Ey Müslümanlar! Emin olunuz ki bu zalim yöneticiler ile kafir rejimleri, göğüslerinizin üzerine çöreklenmişlerdir. Dolayısıyla ümitsizlik ve yıkım hayatınızın bir özelliği haline gelmiştir. Ayrıca iyi biliniz ki fitne, sadece küfürle hükmedenlere isabet etmeyecek bilakis hiçbir bir şey yapmaksızın bakıp duran herkese isabet edecektir. Zira Allahu [Subhânehu ve Te'âla], şöyle buyurmuştur: وَاتَّقُوا فِتْنَةً لاَ تُصِيبَنَّ الَّذِينَ ظَلَمُوا مِنْكُمْ خَاصَّةً وَاعْلَمُوا أَنَّ اللَّهَ شَدِيدُ الْعِقَابِ "Öyle bir fitneden sakının ki içinizden yalnızca zulmedenlere isabet etmekle kalmaz. Bilin ki Allah'ın azabı çetindir." [el-Enfâl 25] Nitekim İslam, ne kadar muhlis olursa olsun sadece duanın bir Müslümanı, emri bil maruf ve'nnehyi anil münker yoluyla yöneticiyi muhasebe etme vacibinden kurtaramayacağı noktasında Müslümanları uyarmıştır. Zira Resulullah [Sallallahu Aleyhi ve Sellem], şöyle buyurmuştur:وَالَّذِي نَفْسِي بِيَدِهِ لَتَأْمُرُنَّ بِالْمَعْرُوفِ وَلَتَنْهَوُنَّ عَنْ الْمُنْكَرِ، أَوْ لَيُوشِكَنَّ اللَّهُ أَنْ يَبْعَثَ عَلَيْكُمْ عِقَاباً مِنْ عِنْدِه،ِ ثُمَّ لَتَدْعُنَّهُ فَلاَ يَسْتَجِيبُ لَكُمْ "Nefsimi elinde tutan [Allah'a] yemin olsun ki ya marufu emreder ve münkerden nehyedersiniz yâhut Allah'ın, üzerinize katından bir ikab göndermesi muhakkak yakındır. Sonra O'na duâ edersiniz ama (artık) size icabet edilmez."
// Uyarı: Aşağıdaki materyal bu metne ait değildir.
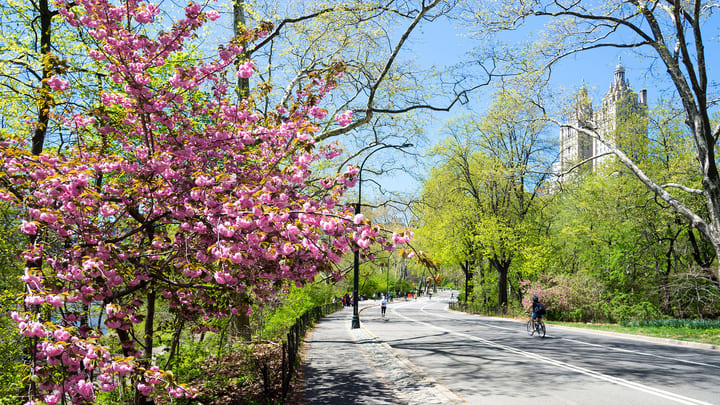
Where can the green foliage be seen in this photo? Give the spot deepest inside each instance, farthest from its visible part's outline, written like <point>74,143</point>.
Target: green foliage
<point>291,306</point>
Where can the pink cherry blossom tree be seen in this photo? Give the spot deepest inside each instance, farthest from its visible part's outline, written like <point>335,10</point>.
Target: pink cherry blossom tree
<point>175,191</point>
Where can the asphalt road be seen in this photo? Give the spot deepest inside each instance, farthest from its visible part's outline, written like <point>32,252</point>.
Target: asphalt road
<point>494,361</point>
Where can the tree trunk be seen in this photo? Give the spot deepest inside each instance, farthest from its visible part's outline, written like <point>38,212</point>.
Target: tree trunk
<point>468,277</point>
<point>502,267</point>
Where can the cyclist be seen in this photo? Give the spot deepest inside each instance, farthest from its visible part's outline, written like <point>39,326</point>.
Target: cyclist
<point>538,311</point>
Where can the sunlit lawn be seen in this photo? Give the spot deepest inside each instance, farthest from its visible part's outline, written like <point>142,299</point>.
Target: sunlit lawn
<point>711,335</point>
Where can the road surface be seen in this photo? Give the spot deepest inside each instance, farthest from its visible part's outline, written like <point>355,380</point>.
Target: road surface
<point>480,360</point>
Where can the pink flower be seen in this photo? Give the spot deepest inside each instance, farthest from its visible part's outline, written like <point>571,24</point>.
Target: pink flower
<point>52,399</point>
<point>34,300</point>
<point>344,119</point>
<point>246,70</point>
<point>86,389</point>
<point>213,15</point>
<point>55,300</point>
<point>317,112</point>
<point>57,83</point>
<point>28,227</point>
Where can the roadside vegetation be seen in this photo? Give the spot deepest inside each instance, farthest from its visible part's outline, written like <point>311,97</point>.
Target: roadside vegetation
<point>678,329</point>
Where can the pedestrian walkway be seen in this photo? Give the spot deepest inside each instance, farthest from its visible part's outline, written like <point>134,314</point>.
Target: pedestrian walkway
<point>336,371</point>
<point>351,366</point>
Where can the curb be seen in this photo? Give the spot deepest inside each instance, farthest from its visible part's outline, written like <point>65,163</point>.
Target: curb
<point>671,342</point>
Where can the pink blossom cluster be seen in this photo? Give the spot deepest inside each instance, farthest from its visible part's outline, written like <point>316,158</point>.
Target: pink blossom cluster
<point>196,201</point>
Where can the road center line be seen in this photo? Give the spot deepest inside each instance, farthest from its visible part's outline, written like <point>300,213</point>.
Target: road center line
<point>600,376</point>
<point>675,359</point>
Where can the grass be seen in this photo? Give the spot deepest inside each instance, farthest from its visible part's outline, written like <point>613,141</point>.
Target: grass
<point>687,332</point>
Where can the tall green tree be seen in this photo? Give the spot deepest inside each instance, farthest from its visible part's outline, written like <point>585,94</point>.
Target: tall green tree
<point>674,36</point>
<point>499,164</point>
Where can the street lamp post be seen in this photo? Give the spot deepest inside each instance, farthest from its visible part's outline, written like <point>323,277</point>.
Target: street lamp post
<point>356,261</point>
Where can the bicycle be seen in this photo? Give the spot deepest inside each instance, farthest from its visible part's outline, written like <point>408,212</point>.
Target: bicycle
<point>539,327</point>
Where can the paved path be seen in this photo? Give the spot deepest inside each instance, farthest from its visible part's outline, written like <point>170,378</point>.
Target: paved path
<point>423,354</point>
Ey Pakistan'daki Müslümanlar!
Bu kez Ramazan'ı, bu baskıcı yönetim ile Amerikan hegemonyasına son vereceğiniz bir Ramazan yapınız. Zira Hizb-ut Tahrir, ümmetin bir hizbi olup ümmetin bazı mücadelesinin zaten zirveye ulaştığı hususunda sizleri müjdeler. Nitekim Suriye'de bir küsur yıldır cereyan eden ve ikinci Ramazanını gören intifada buna dair örnektir. Zira Suriye'deki kardeşleriniz ve bacılarınız, tagut Beşar'ın tanklarına ve uçaklarına meydan okumakta ve "Halk Yeniden Hilafet İstiyor" cümlesini tekrarlayıp durmaktadırlar. Dolayısıyla onların bu kahramanlıkları, Suriye Silahlı Kuvvetleri içerisindeki subayların tagut Beşar'a karşı olan intifadaya meyletmesi için bir ilham kaynağı olmuş ve tagutlara karşı halkın içerisine katılmışlardır. Yine dünyanın dört bir tarafındaki Müslümanların kahramanlıkları, zalim yöneticilere sonsuza dek son vermek amacıyla olan ayaklanmalarının benzerleri üzerinde düşünmek için bir ilham kaynağı olmuştur. Bu nedenle bu zaman, Ramazan ve kafirlere üstün gelme ayı olan bu mübarek ayda nusreti gerçekleştirmek amacıyla İslam ümmetinin intifadasını desteklemek için altın bir zamandır.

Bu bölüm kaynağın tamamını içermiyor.